Инженер приступил к задаче точно так же, как взялся бы за строительство очередного моста. Статую он замыслил пустотелой. Вместо каменной колонны сердцевиной будет служить столб из металлических балок. Внешняя рама – нечто вроде гигантского скелета из металлоконструкций. А уже на этот скелет будут крепиться тонкие медные пластины. Внутренняя винтовая лестница позволит посетителям забираться на обзорную площадку в диадеме статуи.

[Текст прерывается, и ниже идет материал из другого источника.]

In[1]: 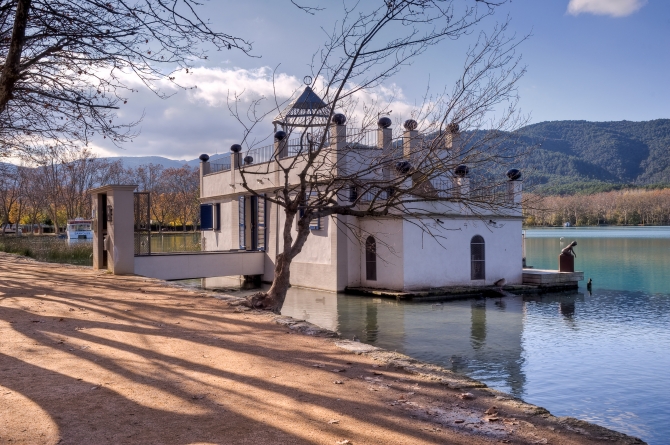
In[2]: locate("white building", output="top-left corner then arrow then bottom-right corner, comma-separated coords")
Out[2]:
200,87 -> 522,291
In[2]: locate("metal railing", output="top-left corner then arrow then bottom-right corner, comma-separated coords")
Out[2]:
282,130 -> 330,158
209,161 -> 230,173
360,189 -> 389,202
242,144 -> 275,164
346,128 -> 379,150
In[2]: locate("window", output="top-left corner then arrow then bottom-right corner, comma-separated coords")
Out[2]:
214,203 -> 221,231
365,236 -> 377,281
296,192 -> 322,230
256,195 -> 268,251
470,235 -> 486,280
238,196 -> 247,250
200,204 -> 214,230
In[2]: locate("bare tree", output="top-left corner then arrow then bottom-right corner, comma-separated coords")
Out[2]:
229,0 -> 525,312
0,164 -> 23,235
163,165 -> 199,232
0,0 -> 250,157
22,168 -> 48,235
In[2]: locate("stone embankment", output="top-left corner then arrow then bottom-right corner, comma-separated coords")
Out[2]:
0,254 -> 643,445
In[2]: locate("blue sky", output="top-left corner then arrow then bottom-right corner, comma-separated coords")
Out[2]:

Идея инженера имела и дополнительное преимущество: она допускала строительство разных частей статуи одновременно. Правая рука Свободы вздымала к небу факел, а в левой она должна была держать скрижали, на которых будет выбита дата принятия Декларации независимости США. Вот над этой-то левой рукой и трудился Тома в составе небольшой бригады.
В тот день рабочих, кроме него, было двое, оба – бородатые, серьезные мужчины на пятом десятке. Они вежливо поздоровались с Тома, и один спросил, как поживает его семья.
Рассказывать о пропаже младшего брата Тома показалось неуместным. И еще он подумал, что болтовней может накликать беду. Если ты что-то сказал вслух, это запросто может случиться на самом деле.
– В семье все в порядке, – ответил он и решил сосредоточиться на работе.
Рука статуи была огромной. Человек десять могли бы усесться на раскрытой ладони и пальцах. Внутренний каркас был собран из толстых металлических балок, а сверху обмотан длинными тонкими полосами меди, будто лентами. Шириной эти полосы были всего по пять сантиметров, они плотно прилегали друг к другу и точно следовали контурам модели Бартольди. Так что потом, когда их все прикрепят к каркасу, будет казаться, что это рука огромного плетеного человека.
Прикрепление полос на место требовало точности и терпения. Более часа трое мужчин молча трудились, лишь изредка перекидываясь парой слов. Их никто не отвлекал – вплоть до утреннего визита старшего мастера.